As an attacker, getting XSS with Style Context usually related to IE . Please read following descriptions and codes again.

/**
 * XSS protection function for style context only
 * @usecases
 * @double quoted case e.g.,
 * <span style="use this function if output reflects here"></span>
 * @single quoted case e.g.,
 * <div style='use this function if output reflects here'></div>
 * OR <style>use this function if output reflects here</style>
 * @description
 * Sanitize/Filter meta or control characters that attacker may use to execute JavaScript e.g.,
 * ( is filtered because width:expression(alert(1))
 * & is filtered in order to stop decimal + hex + HTML5 entity encoding
 * < is filtered in case developers are using <style></style> tags instead of style attribute.
 * < is filtered because attacker may close the </style> tag and then execute JavaScript.
 * The function allows simple styles e.g., color:red, height:100px etc.
 * @author Ashar Javed
 * @Link https://twitter.com/soaj1664ashar
 * @demo http://xssplaygroundforfunandlearn.netai.net/final.html
 */
function styleContextCleaner($input) {
    $bad_chars = array("\"", "'", "``", "(", "\\\\", "<", "&");
    $safe_chars = array("&quot;", "&apos;", "&grave;", "&lpar;", "&bsol;", "&lt;", "&amp;");
    $output = str_replace($bad_chars, $safe_chars, $input);
    return stripslashes($output);
}

Conclusion

Fighting with XSS on server-side encoding is can be easy if you know which characters should be encoded in their special context. There is only one complications when you use back tick (`) as a attribute delimiter like following .
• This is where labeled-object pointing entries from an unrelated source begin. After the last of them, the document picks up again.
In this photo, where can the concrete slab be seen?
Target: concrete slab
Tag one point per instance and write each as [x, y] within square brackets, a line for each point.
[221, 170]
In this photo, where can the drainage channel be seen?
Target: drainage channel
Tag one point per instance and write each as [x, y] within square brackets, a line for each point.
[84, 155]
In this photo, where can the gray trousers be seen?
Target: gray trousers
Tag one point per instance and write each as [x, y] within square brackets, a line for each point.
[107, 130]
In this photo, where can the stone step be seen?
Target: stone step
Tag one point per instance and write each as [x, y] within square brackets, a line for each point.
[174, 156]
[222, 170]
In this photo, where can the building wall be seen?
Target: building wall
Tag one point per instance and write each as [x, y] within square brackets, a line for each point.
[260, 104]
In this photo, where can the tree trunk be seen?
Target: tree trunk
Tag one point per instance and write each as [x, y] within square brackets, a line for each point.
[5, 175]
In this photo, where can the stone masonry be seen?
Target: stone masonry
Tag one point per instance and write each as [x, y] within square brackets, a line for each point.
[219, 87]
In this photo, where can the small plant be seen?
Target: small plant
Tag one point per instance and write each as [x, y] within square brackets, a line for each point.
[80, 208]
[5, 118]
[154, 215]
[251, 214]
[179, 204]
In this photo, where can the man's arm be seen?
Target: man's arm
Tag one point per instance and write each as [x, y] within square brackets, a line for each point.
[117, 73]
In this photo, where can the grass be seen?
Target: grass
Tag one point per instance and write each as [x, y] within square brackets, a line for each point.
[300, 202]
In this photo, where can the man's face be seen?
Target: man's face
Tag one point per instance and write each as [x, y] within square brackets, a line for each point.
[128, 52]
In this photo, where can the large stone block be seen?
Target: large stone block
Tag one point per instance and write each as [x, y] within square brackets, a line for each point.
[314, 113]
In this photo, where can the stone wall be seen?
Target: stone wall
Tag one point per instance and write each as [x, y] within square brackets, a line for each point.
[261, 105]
<input name=`fname` value=`USERINPUTHERE`>

This functions can not protected your apps. But I haven't seen any real life example for this case!!!
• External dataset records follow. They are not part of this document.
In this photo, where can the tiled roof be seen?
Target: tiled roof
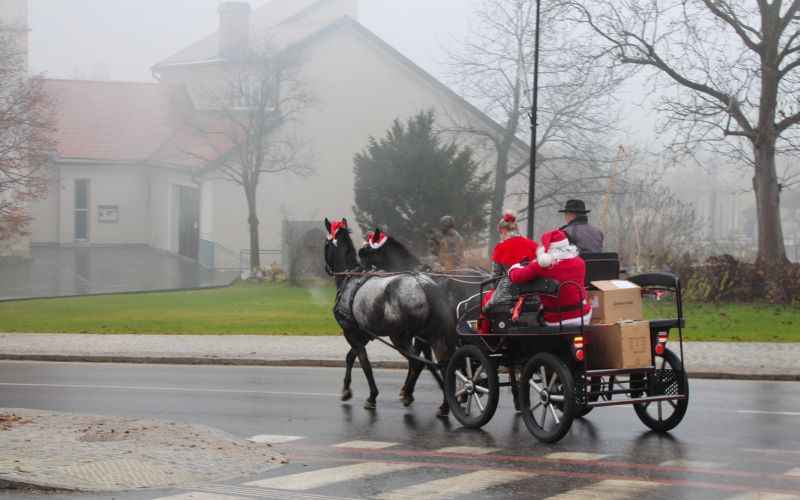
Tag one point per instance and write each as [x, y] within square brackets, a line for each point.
[121, 121]
[265, 23]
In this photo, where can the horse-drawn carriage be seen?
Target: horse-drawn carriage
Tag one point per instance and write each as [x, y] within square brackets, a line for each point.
[558, 380]
[556, 384]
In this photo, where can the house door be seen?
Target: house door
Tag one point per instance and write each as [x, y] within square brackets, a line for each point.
[188, 221]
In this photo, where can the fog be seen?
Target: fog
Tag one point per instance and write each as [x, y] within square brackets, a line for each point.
[122, 39]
Approach that I've described at above is tested against tens of hackers/security researchers and no one exploit it. ( Details : https://twitter.com/soaj1664ashar/status/478939711667712000 ) . Also Symphonycms uses this approach for XSS preventions ( Also all codes examples grabbed from their repo. https://github.com/symphonycms/xssfilter/blob/master/lib/xss.php )

As you can see, you need to know variable gonna reflect at which location. Usually, developers knows output locations of variables but if you really don't know that DOMPurify could be more usefull for you but I believe it may cause code complexity and hard to maintain.

DOMPurify

DOMPurify is a DOM-only, super-fast, uber-tolerant XSS sanitizer for HTML, MathML and SVG. It's written in JavaScript and works in all modern browsers (Safari, Opera (15+), Internet Explorer (9+), Firefox and Chrome - as well as almost anything else using Blink or WebKit). It doesn't break on IE6 or other legacy browsers. It simply does nothing there.

DOMPurify is written by security people who have vast background in web attacks and XSS. Fear not.

Further informations can be found over here ( https://github.com/cure53/DOMPurify )

Answer 2

In theory, encoding client-side is no more dangerous than encoding server-side. The key to making it secure really is in how rigourous you are in putting suitable encoding in all the places which renders your data. You can certainly create a good implementation for rendering user submitted data safely on client and server sides. Practically though, a drawback of implementing output encoding client side is that a potential attacker can easily examine your source code for flaws. This means that if there are bugs in your client-side encoding implementation, it will be easier to find than say on the server-side (assuming a closed source system). If you are developing open source software, then this point is moot.

Also as you said, an attacker modifying your client-side encoding code is a non-issue as they will only be modifying their own copy of the code and will not affect other visitors.

IMO it is actually cleaner to let the client handle encoding especially if you are developing an API which is shared by web and native mobile applications. You don't want your mobile application to have to convert HTML encoded values back to it's original form.